Fast forward several years and many, many filtration rebuilds...... Since my big tank went up with a pair of reactors handling most of the bio load I haven't found much mum anywhere in the system. I switched to the double sewn 100/200 micron socks that are housed in what I call the mechanical filtration heads which are 55 gallon tanks, that I can easily switch socks in which gets done at least once a week. Guess how many bacterial outbreaks? None. So many coincidences that it's hard to overlook. I don't think scrubbies are good for bio. I don't think pads are good for mechanical. I think the ideal filtration system for our monsters is a radial flow separator, to a bank of 200/100 socks, then to a bank of 100/50 socks. From there to the reactors, then wet/dries, and lastly some ceramic media. The RFS (radial flow separator) is a mind blowing concept. Basically you'd be able to flush solid waste out of the system with the crack of a valve. Similar to a vortex or settling chamber, except a RFS actually works. You could easily do this twice a day. The socks will catch anything above 50 micron. The bio chips in the moving bed take out everything up to 5 micron.
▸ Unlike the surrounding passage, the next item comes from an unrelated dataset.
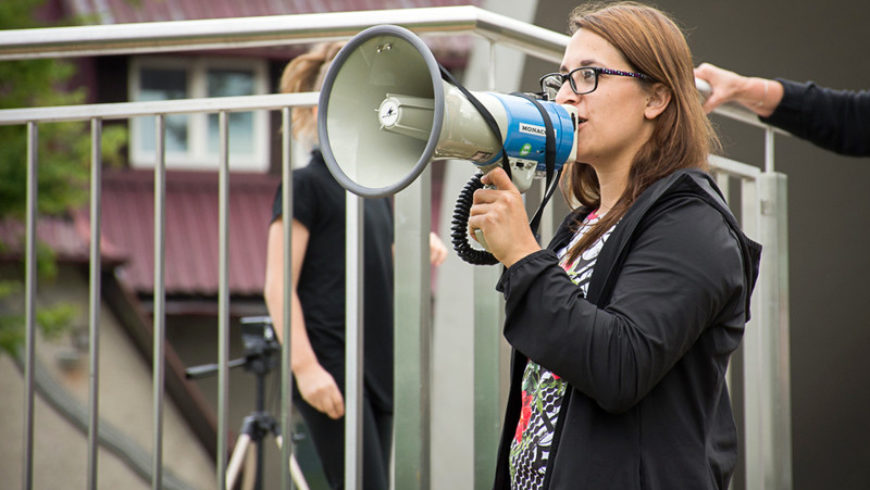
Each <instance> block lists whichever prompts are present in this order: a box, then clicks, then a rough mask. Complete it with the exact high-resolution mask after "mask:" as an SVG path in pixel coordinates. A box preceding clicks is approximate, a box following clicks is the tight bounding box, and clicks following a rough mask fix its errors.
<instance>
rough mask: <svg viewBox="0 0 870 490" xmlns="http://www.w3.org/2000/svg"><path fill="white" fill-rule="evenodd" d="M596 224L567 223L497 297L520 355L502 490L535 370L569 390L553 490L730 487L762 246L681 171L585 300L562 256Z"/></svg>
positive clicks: (544, 482) (510, 333)
mask: <svg viewBox="0 0 870 490" xmlns="http://www.w3.org/2000/svg"><path fill="white" fill-rule="evenodd" d="M586 212H588V210H587V211H578V212H576V213H573V214H571V215H569V216H568V217H567V218H566V219H565V221H564V222H563V224H562V226H561V227H560V228H559V230H558V231H557V233H556V236H555V237H554V238H553V241H552V242H551V243H550V245H549V247H548V248H547V249H545V250H541V251H539V252H535V253H533V254H531V255H529V256H527V257H525V258H523V259H522V260H520V261H518V262H517V263H515V264H514V265H513V266H511V267H510V268H509V269H507V270H506V271H505V272H504V274H503V275H502V278H501V280H500V281H499V284H498V286H497V289H498V290H499V291H501V292H503V293H504V295H505V298H506V320H505V326H504V335H505V337H506V338H507V340H508V342H510V344H511V345H512V346H513V349H514V352H513V360H512V365H511V391H510V394H509V397H508V405H507V409H506V414H505V419H504V420H505V422H504V427H503V432H502V437H501V442H500V444H499V453H498V460H497V468H496V478H495V484H494V488H496V489H509V488H510V477H509V470H508V454H509V451H510V445H511V439H512V437H513V436H514V433H515V430H516V424H517V420H518V418H519V414H520V409H521V380H522V374H523V369H524V368H525V365H526V362H527V360H528V359H531V360H533V361H534V362H536V363H538V364H540V365H541V366H543V367H545V368H547V369H549V370H551V371H553V372H554V373H555V374H557V375H559V376H560V377H561V378H563V379H564V380H565V381H566V382H567V383H568V386H567V389H566V391H565V398H564V400H563V402H562V407H561V411H560V413H559V420H558V423H557V426H556V433H555V437H554V441H553V450H552V452H551V453H550V459H549V462H548V465H547V474H546V477H545V481H544V488H549V489H559V490H561V489H572V490H573V489H592V490H603V489H613V490H640V489H643V490H681V489H686V490H703V489H725V488H727V487H728V482H729V480H730V478H731V475H732V473H733V471H734V465H735V462H736V459H737V432H736V427H735V424H734V419H733V416H732V413H731V402H730V399H729V396H728V391H727V388H726V385H725V369H726V367H727V365H728V360H729V358H730V355H731V353H732V352H734V350H735V349H736V348H737V346H738V345H739V343H740V339H741V338H742V336H743V328H744V325H745V323H746V321H747V320H748V319H749V296H750V294H751V292H752V288H753V287H754V285H755V280H756V277H757V273H758V264H759V257H760V252H761V247H760V245H758V244H757V243H755V242H753V241H751V240H749V239H748V238H747V237H746V236H745V235H744V234H743V232H742V231H741V230H740V227H739V225H738V224H737V221H736V220H735V218H734V216H733V215H732V214H731V212H730V211H729V209H728V207H727V205H726V204H725V202H724V200H723V199H722V197H721V195H720V194H719V191H718V189H717V188H716V185H715V183H714V182H713V180H712V179H711V178H710V176H709V175H707V174H706V173H703V172H701V171H698V170H681V171H678V172H675V173H674V174H671V175H670V176H668V177H665V178H663V179H662V180H660V181H658V182H656V183H655V184H653V185H652V186H650V187H649V188H648V189H647V190H646V191H644V192H643V194H642V195H641V196H640V197H639V198H638V200H637V201H636V202H635V203H634V204H633V205H632V207H631V209H630V210H629V211H628V212H627V213H626V215H625V216H624V217H623V218H622V220H621V221H620V222H619V223H618V224H617V225H616V227H615V229H614V231H613V233H612V234H611V235H610V237H609V238H608V240H607V241H606V242H605V244H604V247H603V248H602V250H601V252H600V254H599V256H598V259H597V262H596V264H595V270H594V272H593V275H592V278H591V282H590V284H589V290H588V292H589V294H588V297H587V298H584V297H583V296H582V293H581V292H580V290H579V288H577V287H576V286H575V285H574V284H573V283H572V282H571V280H570V279H569V278H568V276H567V274H566V273H565V272H564V271H563V270H562V268H561V267H560V266H559V261H558V259H557V257H556V253H555V251H556V250H558V249H559V248H561V247H564V246H565V245H566V244H567V243H568V242H569V240H570V239H571V237H572V235H573V234H574V231H575V230H576V223H578V222H579V221H581V220H582V219H583V217H584V216H585V213H586Z"/></svg>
My theory is I have more trouble then most keepers cause my PH is 8.5. Most people can get away with murder compared to what I can get away with cause my fish are already stressed from the liquid rock tap water. IF you have nice acidic soft water then your fish are less stressed from the get go, so you can let the filter go longer, but it seems eventually if left unchecked the mum will eventually harbor some nasty crap, which we see as disease, and treat with meds, when really they're just stressed from the lack of maintenance. Some theorize the mum or whatever is in the mum impacts oxygen content in the water. All I know is I never thought twice about it till I started seeing more and more as the feeding size increased. You guys feeding a hand full of pellets to a tank might not ever see it spiral out of control, but when you're shoveling POUNDS of frozen food along with pellets into a tank it can get crazy quick if not kept under control.
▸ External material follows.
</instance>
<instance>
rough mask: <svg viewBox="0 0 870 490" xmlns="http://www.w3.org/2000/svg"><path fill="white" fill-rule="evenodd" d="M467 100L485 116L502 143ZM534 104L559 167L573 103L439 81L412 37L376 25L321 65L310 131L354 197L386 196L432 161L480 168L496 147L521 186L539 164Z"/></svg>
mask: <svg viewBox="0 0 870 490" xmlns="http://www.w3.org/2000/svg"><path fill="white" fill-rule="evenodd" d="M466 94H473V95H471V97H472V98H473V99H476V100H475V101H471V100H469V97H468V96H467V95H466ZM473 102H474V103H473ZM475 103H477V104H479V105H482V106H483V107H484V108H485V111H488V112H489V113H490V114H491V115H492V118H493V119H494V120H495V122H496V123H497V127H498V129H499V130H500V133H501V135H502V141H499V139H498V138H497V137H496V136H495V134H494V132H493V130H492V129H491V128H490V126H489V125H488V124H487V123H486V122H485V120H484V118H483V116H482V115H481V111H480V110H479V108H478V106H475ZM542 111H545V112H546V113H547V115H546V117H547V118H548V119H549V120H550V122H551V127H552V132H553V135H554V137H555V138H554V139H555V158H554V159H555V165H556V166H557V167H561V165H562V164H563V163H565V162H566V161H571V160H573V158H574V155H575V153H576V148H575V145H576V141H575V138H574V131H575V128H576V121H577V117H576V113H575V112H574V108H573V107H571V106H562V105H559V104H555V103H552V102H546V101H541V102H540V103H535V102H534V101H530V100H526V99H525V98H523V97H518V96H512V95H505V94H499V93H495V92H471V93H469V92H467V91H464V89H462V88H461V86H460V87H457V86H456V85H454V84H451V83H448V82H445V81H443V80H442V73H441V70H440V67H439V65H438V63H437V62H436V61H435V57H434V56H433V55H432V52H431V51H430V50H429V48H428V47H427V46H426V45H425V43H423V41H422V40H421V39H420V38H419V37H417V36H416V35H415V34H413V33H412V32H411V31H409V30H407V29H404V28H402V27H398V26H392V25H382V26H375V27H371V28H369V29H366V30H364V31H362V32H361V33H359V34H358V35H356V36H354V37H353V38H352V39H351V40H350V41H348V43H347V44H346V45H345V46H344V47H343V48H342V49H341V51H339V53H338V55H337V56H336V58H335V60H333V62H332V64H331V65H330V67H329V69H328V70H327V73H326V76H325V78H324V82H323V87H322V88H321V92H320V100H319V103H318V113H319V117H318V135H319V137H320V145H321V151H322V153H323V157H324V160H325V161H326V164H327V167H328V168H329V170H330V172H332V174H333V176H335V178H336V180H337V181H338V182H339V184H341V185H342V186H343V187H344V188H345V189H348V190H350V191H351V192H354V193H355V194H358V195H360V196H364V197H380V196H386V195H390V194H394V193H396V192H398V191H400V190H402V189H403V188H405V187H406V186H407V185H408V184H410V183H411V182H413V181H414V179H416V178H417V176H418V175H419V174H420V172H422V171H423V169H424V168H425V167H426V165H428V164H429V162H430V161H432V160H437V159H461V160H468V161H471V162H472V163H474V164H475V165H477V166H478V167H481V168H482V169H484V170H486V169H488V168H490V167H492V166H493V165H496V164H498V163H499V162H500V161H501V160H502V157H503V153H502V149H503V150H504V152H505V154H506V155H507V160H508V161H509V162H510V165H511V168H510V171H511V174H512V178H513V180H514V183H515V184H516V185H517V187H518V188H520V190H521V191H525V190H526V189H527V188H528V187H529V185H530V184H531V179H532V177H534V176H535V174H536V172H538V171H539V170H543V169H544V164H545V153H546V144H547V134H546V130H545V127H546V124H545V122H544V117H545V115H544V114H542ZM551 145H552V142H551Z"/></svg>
I've always thought there's some important water chemistry number that we need to monitor that our test kits don't. The test kits to test ammo nitrite and nitrate seem almost worthless. Maybe there's some more useful numbers to watch? ORP? Conductivity? TDS? Maybe there's something to the hardnesses?
All I know is the longer I keep fish, the more I think there needs to be more focus on the water. People have and still continue to tell me water doesn't mater, fish adapt to anything, and I'd probably say that too IF I was down in the 6s or even 7 PH wise, but being closer to 9 then 8 I'm guessing that this makes the margin for error with things like mum much, much smaller.